La contravvenzione in questione è punita indifferentemente a titolo di dolo o di colpa perciò deve esserci quanto meno la colpa. Quest'ultima interpretazione, non più contrastata, è ora imposta dalla struttura stessa del quarto comma dell'articolo 42 c.p.. Qualche contrasto sussiste ancora sulle modalità d'accertamento dell'elemento psicologico. Questo collegio ritiene che non si possa fare ricorso ad una sorta di presunzione iuris tantum di colpevolezza la quale verrebbe meno quando l'imputato dia al giudice la prova contraria che non gli si può rimproverare nemmeno la semplice imprudenza, giacché una tale presunzione non è prevista dalla legge, ma si debba fare ricorso ai normali criteri con cui si accertano i fatti psichici, sia pure facendo largo uso delle comuni massime di esperienza e del buon senso. Nella fattispecie il tribunale, pur dando atto che nel contratto di appalto non v'era alcun riferimento al possibile rinvenimento di materiali contenenti amianto, non ha avvertito l'esigenza di motivare sulla sussistenza dell'elemento psicologico neppure facendo ricorso a presunzioni o a generiche massime d'esperienza, come ad esempio alla qualificazione professionale, ad eventuali pregresse esperienze lavorative su materiali contenti amianto, ecc., nonostante che il pervenuto avesse fatto presente che non v'erano segni visibili per sospettare la presenza d'amianto e nonostante che il denunciante, come risulta dalla stessa sentenza, avesse precisato che, in tanto aveva compreso che quei tubi contenevano amianto, in quanto era un esperto della materia.

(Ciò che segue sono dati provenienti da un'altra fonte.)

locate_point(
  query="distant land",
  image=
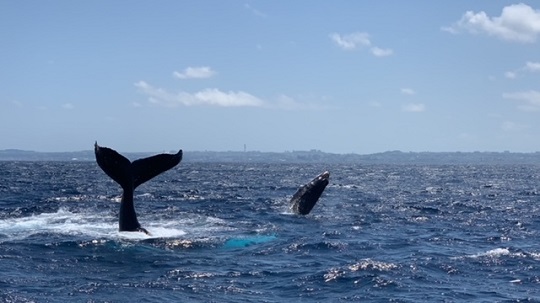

In definitiva nella sentenza impugnata non v'è alcun accenno alla conoscibilità del pericolo.
Limitatamente all'omessa motivazione sull'elemento psicologico la sentenza va quindi annullata con conseguente rinvio al tribunale di Bari per un nuovo esame.
Il terzo motivo rimane chiaramente assorbito giacché presuppone una sentenza di condanna

P.Q.M.

LA CORTE

Letto l'art. 623 c.p.p., annulla l'impugnata sentenza con rinvio al tribunale di Bari

Così deciso in Roma il 10 novembre 2004
Depositata in cancelleria il 29 dicembre 2004.